Beneath the back-alley diction and profanity, the book is well-written and the plot escalates smoothly. Unlike many other novels that attempt to expose street life, Rage balances the various forms of drama as it tells a complex story that features drugs, family issues, school, and hints of racism. Overall character development is authentic and impressive as readers are given a detailed account of Dondi Vance’s internal conflicts, beliefs, and views. Mansbach successfully transforms the capricious 18-year-old by giving him a purpose, and to an extent, solidifying his bonds with family.  However, some character interactions and pieces of dialogue, while witty and amusing, seemed over-done in an attempt to impress.

In the book, another character called Cloud 9 briefly takes over the narration. The cleverness of the narrative shift is extended by the book’s change in presentation: there are no quotations marks to distinguish spoken dialogue from narration, and accurate spelling is nowhere to be found. Because Cloud 9 had recently returned from a fifteen-year jail sentence, this grammatical deterioration works nicely. Mansbach further tinkers with the structure of the novel by incorporating several short stories about Dondi Vance’s mother, Karen.

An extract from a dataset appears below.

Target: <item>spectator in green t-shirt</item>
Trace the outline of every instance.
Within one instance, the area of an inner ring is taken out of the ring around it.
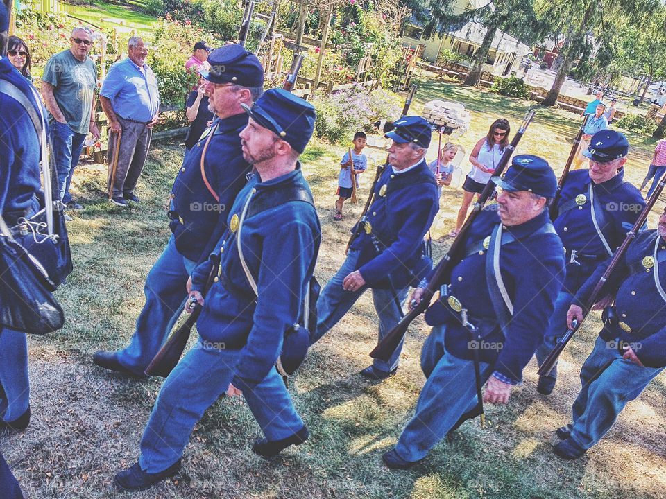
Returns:
[[[42,77],[42,95],[49,110],[52,154],[58,172],[60,200],[69,209],[83,209],[69,194],[69,184],[89,132],[96,138],[99,130],[94,121],[97,68],[88,56],[92,32],[84,26],[74,28],[71,47],[46,62]]]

Rage alluded to a number of pop-culture references that I didn’t understand, and periodically threw in sentences long enough to require a second reading. Also, some parts of the book were repetitive and too stale to hold my interest for long. Mansbach’s experimental style could eventually wear on a reader who prefers more succinct descriptions of setting and background.  Though I liked the bittersweet revenge of the ending, I found the last couple of pages to be slightly excessive and forced. Nonetheless, Mansbach’s novel finishes on a definite note, leaving no loose ends for characters or readers to wonder about afterwards.